Billions of websites exist, however, and they all want to be found on the main search engines. To ensure people actually find what they are looking for, search engines have created a number of rules. Those who best meet those rules will be placed at the top. All search engines have their own set of rules, but they tend to all focus on keywords or keyphrases, and their frequency in a piece of content. However, this is where polysemy comes into play, which means that words with multiple meanings can become confused. Similarly, synonymy, where the same idea is described using different words, is also a problem.

How Search Engines Separate Information

To make sure useful information is shown at the top, search engines look at three key characteristics, being:

  1. That the website has as much relevant information as possible.
  2. That the website has as little irrelevant information as possible.
  3. That ranking is meaningful.

Some websites, including Google, also assign popularity depending on how many people visit a page, and how many links are sent to a page. The more links and the more visitors, the more important that site is seen as. However, for all these controls, irrelevant sites still regularly appear, but professionals like Abhishek Gattani have found two solutions for that: Latent Semantic Indexing (LSI) and Semantic Web Documents (SWD).

What Is LSI and SWD?

LSI is a method whereby information is retrieved and organized based on higher-order word associations compared to text objects. It represents the data’s biggest associative patterns. Hence, rather than looking solely at how many keywords are there, it looks at the real content of the website. With semantic web documents, logical connects are created between different pieces of content.

Gattani has worked very hard at developing semantic search engines. His goal was never to do this for the wider market, however, since performance problems are very common if the SWD becomes too large. Instead, therefore, he has created networks of information, in which only the right path to a certain solution is found.
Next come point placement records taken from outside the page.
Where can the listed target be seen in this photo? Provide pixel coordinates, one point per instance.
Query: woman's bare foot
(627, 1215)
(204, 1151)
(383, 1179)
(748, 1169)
In fact, Gattani was one of the first to be quite successful in this. Before then, the systems found it very difficult to understand what was being asked of them. That said, since Gattani became involved in the field, things have improved tremendously. Today, many organizations use their own semantic search engines, thereby ensuring people only find the information that truly is of relevance to them, instead of having to sift through millions of websites. Whether semantic search will ever become truly mainstream remains to be seen.